The thing is Jesus, Paul, Peter, etc. didn't address everything explicitly. Some of those things were just non-debatable and unthinkable within the tradition, like bestiality (to use the most extreme example). Other things were not addressed directly because they had no historical antecedent, but the eventual rule flowed naturally and inevitably from consistently held principals: like the modern prohibition on porn flows from teachings on lust, chastity, sex outside of marriage prostitution, etc.
Other teachings are a bit more difficult. Slavery for example, is not a narrow, easily defined topic. You have purely evil forms like Louisiana chattel slavery, or Bablylonain slave mines. Then you have "softer" forms, like a Roman owning a Greek doctor who got into a financial predicament until the doctor can buy back his freedom. The Church never condoned the idea that some people, i.e., masters, were actually born superior to their slaves, and saw the slaves as potential spiritual equals. Further, they did not condone the idea that masters were exempt from certain moral prohibitions (stealing, abusing, adultery), just because they were a slave owner. Nor dis they agree that slaves have no claim on justice-- they are children of God like everyone else, and they were preached to accordingly. So chattel slavery was always out.
But the supposedly "softer" arrangement where somebody "owned" the right to fruit of someone else's labor, was just seen as kind of a background fact--one that made sense in a historical era when you had to rely on rich people around you--not a "government" safety net which didn't exist--when things went wrong. And just like its a fact that you have to answer to the government regarding taxes, educating your children, disposing wastes, etc.--you aren't "free" in those regards--its not morally unthinkable that there are some occasions where another is allowed to claim the fruits of your work in return for paying off your debts and keeping you fed and sheltered.
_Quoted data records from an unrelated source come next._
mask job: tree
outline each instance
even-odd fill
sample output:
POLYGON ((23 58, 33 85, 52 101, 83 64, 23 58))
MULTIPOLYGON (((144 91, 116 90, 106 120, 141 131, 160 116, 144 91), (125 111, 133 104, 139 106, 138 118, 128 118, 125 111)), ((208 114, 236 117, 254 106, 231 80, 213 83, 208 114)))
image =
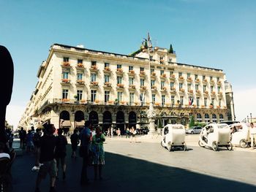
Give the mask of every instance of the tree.
POLYGON ((170 45, 169 53, 173 53, 173 45, 170 45))
POLYGON ((195 118, 194 115, 190 116, 189 127, 195 126, 195 118))

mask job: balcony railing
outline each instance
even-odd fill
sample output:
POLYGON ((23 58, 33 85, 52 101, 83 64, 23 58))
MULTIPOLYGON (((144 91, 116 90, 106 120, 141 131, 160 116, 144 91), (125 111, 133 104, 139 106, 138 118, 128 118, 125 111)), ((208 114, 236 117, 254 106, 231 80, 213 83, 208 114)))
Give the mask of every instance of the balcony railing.
POLYGON ((69 83, 70 82, 70 80, 69 79, 62 79, 61 80, 61 82, 64 82, 64 83, 69 83))

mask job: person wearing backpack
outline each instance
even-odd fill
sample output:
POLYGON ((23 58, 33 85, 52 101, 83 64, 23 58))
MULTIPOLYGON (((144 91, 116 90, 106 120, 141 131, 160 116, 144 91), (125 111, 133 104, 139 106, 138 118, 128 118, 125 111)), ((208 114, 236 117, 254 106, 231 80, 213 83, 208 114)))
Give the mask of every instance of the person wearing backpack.
POLYGON ((62 168, 62 179, 66 179, 66 145, 67 145, 67 140, 65 136, 62 135, 62 128, 58 129, 58 136, 56 137, 56 158, 57 162, 57 178, 59 173, 59 163, 61 162, 62 168))
POLYGON ((72 158, 76 158, 75 152, 79 144, 79 136, 78 134, 78 129, 75 129, 74 133, 70 137, 71 147, 72 147, 72 158))

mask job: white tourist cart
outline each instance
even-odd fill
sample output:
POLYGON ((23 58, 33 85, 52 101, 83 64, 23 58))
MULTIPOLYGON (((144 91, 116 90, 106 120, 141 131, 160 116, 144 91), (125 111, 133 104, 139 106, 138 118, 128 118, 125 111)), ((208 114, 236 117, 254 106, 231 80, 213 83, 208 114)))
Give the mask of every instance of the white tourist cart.
POLYGON ((250 141, 249 127, 247 123, 238 123, 230 125, 230 130, 234 131, 232 134, 231 143, 242 148, 247 147, 250 141))
POLYGON ((221 147, 226 147, 227 150, 232 150, 230 129, 228 125, 210 123, 206 126, 200 134, 198 145, 200 147, 211 147, 214 151, 221 147))
POLYGON ((185 142, 185 127, 181 124, 167 124, 162 131, 161 145, 169 151, 176 147, 187 150, 185 142))

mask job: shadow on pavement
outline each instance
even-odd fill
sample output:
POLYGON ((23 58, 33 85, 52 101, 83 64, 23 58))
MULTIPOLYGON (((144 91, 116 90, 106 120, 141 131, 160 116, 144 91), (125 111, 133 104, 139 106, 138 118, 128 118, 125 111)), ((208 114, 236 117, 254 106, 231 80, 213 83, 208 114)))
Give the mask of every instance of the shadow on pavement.
MULTIPOLYGON (((71 154, 70 146, 67 154, 71 154)), ((105 153, 106 165, 103 180, 94 181, 93 167, 89 167, 89 185, 80 185, 81 158, 67 156, 65 181, 56 182, 57 191, 254 191, 256 187, 188 170, 167 166, 147 161, 105 153)), ((195 162, 196 163, 196 162, 195 162)), ((24 154, 15 161, 12 172, 13 191, 34 191, 37 172, 31 172, 34 164, 32 154, 24 154)), ((61 174, 60 174, 61 178, 61 174)), ((48 191, 49 177, 41 185, 42 191, 48 191)))

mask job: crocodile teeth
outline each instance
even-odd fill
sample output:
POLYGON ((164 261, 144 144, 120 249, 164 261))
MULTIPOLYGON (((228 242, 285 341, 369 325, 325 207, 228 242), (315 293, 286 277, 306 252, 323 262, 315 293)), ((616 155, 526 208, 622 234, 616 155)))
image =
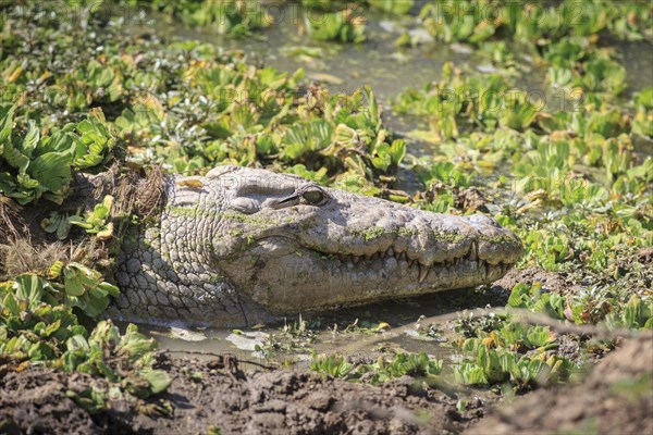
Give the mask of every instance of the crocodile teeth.
POLYGON ((431 270, 431 268, 429 268, 428 265, 423 265, 422 263, 419 263, 419 283, 420 284, 424 282, 427 276, 429 276, 430 270, 431 270))

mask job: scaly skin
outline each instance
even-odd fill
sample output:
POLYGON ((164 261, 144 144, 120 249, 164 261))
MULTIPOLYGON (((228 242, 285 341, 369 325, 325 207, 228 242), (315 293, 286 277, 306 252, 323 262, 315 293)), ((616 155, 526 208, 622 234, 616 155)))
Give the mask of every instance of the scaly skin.
POLYGON ((173 176, 160 223, 126 237, 113 315, 235 326, 501 278, 521 241, 484 215, 431 213, 301 177, 173 176))

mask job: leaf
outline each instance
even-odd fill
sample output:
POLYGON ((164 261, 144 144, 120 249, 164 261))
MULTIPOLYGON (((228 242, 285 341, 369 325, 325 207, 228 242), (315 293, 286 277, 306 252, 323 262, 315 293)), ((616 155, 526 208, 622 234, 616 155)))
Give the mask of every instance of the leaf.
POLYGON ((67 186, 72 179, 72 157, 64 152, 48 152, 29 164, 29 174, 50 191, 67 186))
POLYGON ((172 378, 163 370, 148 370, 139 373, 150 384, 152 394, 163 393, 172 384, 172 378))

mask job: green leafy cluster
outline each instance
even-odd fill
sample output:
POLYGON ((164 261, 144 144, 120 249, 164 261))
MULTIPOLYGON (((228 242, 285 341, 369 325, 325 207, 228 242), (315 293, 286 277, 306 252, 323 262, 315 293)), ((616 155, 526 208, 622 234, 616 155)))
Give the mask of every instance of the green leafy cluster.
POLYGON ((15 111, 16 105, 0 107, 0 194, 20 204, 41 197, 60 204, 69 192, 72 170, 97 166, 113 147, 114 139, 97 112, 41 136, 32 120, 21 135, 14 125, 15 111))
POLYGON ((384 383, 405 375, 436 383, 438 376, 442 373, 443 361, 429 358, 424 352, 396 352, 391 361, 379 357, 373 363, 357 362, 353 364, 347 361, 345 356, 331 353, 313 356, 310 369, 322 375, 349 381, 357 381, 365 376, 366 382, 372 384, 384 383))
POLYGON ((326 12, 319 18, 305 16, 306 27, 315 39, 354 44, 365 40, 365 18, 350 9, 326 12))
POLYGON ((441 138, 456 138, 460 125, 466 129, 494 130, 507 127, 523 130, 531 126, 541 103, 509 86, 500 74, 468 76, 449 62, 442 67, 442 79, 422 90, 407 90, 394 109, 399 113, 429 115, 441 138))
POLYGON ((517 284, 508 306, 526 308, 577 324, 605 324, 609 328, 652 330, 653 300, 638 295, 611 295, 599 287, 572 295, 542 291, 541 285, 517 284))
MULTIPOLYGON (((532 334, 532 333, 531 333, 532 334)), ((538 357, 505 348, 489 348, 483 340, 468 338, 463 350, 471 353, 454 366, 454 378, 464 385, 494 385, 509 382, 517 390, 566 381, 578 366, 564 357, 538 357)))
POLYGON ((152 369, 153 339, 134 325, 121 336, 110 321, 88 334, 71 304, 59 303, 58 291, 56 284, 34 274, 0 285, 0 364, 46 364, 103 377, 108 390, 89 387, 74 394, 90 411, 106 409, 108 397, 147 398, 168 388, 170 377, 152 369))
POLYGON ((479 45, 507 37, 545 46, 568 37, 608 33, 641 39, 651 5, 645 1, 529 3, 503 0, 430 1, 420 12, 423 27, 445 42, 479 45))

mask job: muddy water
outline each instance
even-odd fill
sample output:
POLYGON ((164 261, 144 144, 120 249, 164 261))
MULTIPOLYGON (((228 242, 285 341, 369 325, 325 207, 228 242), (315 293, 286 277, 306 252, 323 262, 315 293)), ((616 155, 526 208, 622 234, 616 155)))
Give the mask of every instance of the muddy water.
MULTIPOLYGON (((390 110, 390 102, 408 87, 422 87, 429 80, 439 80, 442 65, 452 61, 457 66, 492 71, 486 58, 472 52, 465 46, 449 48, 443 44, 430 42, 414 49, 397 49, 395 39, 404 26, 410 25, 403 18, 393 18, 374 12, 366 12, 368 17, 368 40, 361 45, 338 45, 319 42, 305 33, 304 15, 299 7, 288 5, 275 11, 275 25, 244 39, 230 39, 217 35, 210 28, 188 28, 181 24, 167 23, 162 17, 153 18, 149 25, 137 29, 168 38, 197 39, 214 44, 225 50, 241 50, 254 62, 274 66, 281 71, 295 72, 304 69, 309 78, 323 83, 334 92, 352 94, 369 85, 385 107, 385 122, 397 136, 404 136, 415 129, 428 129, 423 121, 411 116, 397 116, 390 110)), ((427 35, 416 34, 428 39, 427 35)), ((619 44, 625 64, 634 89, 653 86, 650 72, 653 71, 653 50, 650 45, 619 44), (634 48, 634 50, 632 49, 634 48), (649 74, 644 74, 649 72, 649 74)), ((527 59, 518 60, 528 62, 527 59)), ((528 69, 528 66, 527 66, 528 69)), ((523 89, 532 89, 556 101, 555 89, 545 86, 544 71, 531 71, 520 78, 523 89)), ((549 101, 547 101, 549 102, 549 101)), ((416 156, 436 152, 432 145, 419 140, 409 140, 409 152, 416 156)), ((404 188, 410 189, 408 181, 404 188)), ((157 337, 161 349, 189 353, 236 353, 244 360, 273 362, 276 364, 306 364, 310 350, 317 352, 347 351, 369 358, 375 358, 380 349, 403 349, 427 351, 446 360, 451 349, 441 347, 446 331, 424 334, 428 325, 418 325, 420 315, 433 316, 476 307, 504 306, 505 300, 493 294, 479 294, 473 290, 448 291, 411 300, 396 300, 359 307, 321 315, 305 314, 303 320, 316 335, 308 339, 306 334, 282 334, 284 323, 262 325, 243 331, 201 330, 183 331, 147 326, 143 331, 157 337), (371 333, 369 328, 380 323, 391 327, 386 332, 371 333), (360 326, 367 327, 367 332, 360 326), (401 333, 395 327, 403 326, 401 333), (421 333, 420 333, 421 332, 421 333), (281 356, 266 356, 257 351, 258 347, 271 339, 295 347, 304 346, 293 352, 281 356), (310 341, 310 343, 309 343, 310 341), (272 358, 270 361, 269 358, 272 358)), ((286 319, 285 325, 293 330, 299 318, 286 319)))

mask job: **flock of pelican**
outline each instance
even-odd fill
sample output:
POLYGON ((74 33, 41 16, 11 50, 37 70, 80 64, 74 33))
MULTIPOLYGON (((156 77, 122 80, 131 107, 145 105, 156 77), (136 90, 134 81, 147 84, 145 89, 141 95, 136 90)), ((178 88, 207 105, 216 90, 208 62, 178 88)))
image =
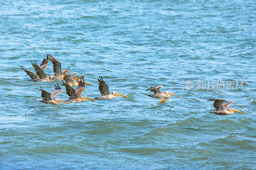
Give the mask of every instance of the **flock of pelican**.
MULTIPOLYGON (((55 88, 50 92, 45 91, 40 86, 40 88, 38 89, 41 91, 41 95, 42 99, 37 100, 37 101, 46 104, 58 104, 61 102, 68 104, 69 103, 77 103, 82 102, 85 100, 96 101, 97 100, 107 100, 113 99, 117 97, 118 96, 124 97, 128 97, 123 95, 116 92, 112 92, 110 93, 108 90, 108 85, 103 80, 102 76, 99 76, 98 78, 99 82, 99 90, 100 92, 101 95, 99 97, 92 99, 84 95, 81 95, 83 92, 86 88, 85 84, 92 85, 91 83, 86 82, 84 79, 84 76, 79 76, 73 77, 76 72, 74 72, 67 74, 70 70, 68 68, 61 69, 61 63, 57 59, 50 54, 47 54, 47 58, 44 59, 42 62, 38 65, 36 61, 31 62, 35 72, 25 69, 22 66, 20 66, 20 68, 24 71, 30 78, 28 80, 35 82, 48 82, 54 80, 61 81, 62 85, 66 88, 66 92, 69 96, 69 99, 64 101, 55 97, 58 93, 63 92, 63 90, 58 83, 54 85, 55 88), (44 70, 48 66, 49 60, 52 63, 54 75, 49 76, 46 76, 44 70), (64 82, 65 81, 66 82, 64 82), (76 87, 75 89, 73 87, 76 87)), ((153 86, 146 90, 146 91, 150 90, 154 92, 152 95, 148 95, 153 98, 161 99, 159 104, 163 104, 170 98, 172 96, 174 96, 180 98, 174 94, 173 93, 167 91, 162 92, 160 91, 160 88, 163 86, 153 86)), ((228 102, 225 99, 209 99, 209 101, 214 101, 213 106, 216 111, 210 113, 214 113, 218 115, 227 115, 234 113, 234 112, 244 114, 244 113, 232 108, 228 108, 228 107, 235 101, 228 102)))

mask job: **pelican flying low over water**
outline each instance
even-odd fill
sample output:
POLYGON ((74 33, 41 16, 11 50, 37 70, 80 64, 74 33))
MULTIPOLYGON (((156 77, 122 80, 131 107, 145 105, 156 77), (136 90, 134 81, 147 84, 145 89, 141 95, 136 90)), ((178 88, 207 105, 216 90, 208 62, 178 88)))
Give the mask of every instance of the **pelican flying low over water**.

The fact that Catholics get sloppy and talk too narrowly or too broadly at times about slavery doesn't change that. It was just how things were. The Church opposes it wholesale now, but really more as a matter of intellectual convenience and rhetorical savvy. You predictably lose any moral authority you may bring to a situation if you give an inch on that topic. It is extremely easy to say, "You heard it with your own ears, ladies and gentlemen! my opponent supports slavery!" Making the intellectual distinction is a losing cause. And there is no need for the "softer" form these days (thank God!), so why fight for something that is irrelevant anyway? Nevertheless, one can imagine a situation where you were evangelizing some obscure tribe and found out that the matriarch of the town "owned" some of her kin for some purposes within their tribe. Depending on the arrangement, you can imagine it wouldn't be seen as an insurmountable impediment to her conversion. It would be seen as something that needed to get worked out in due time.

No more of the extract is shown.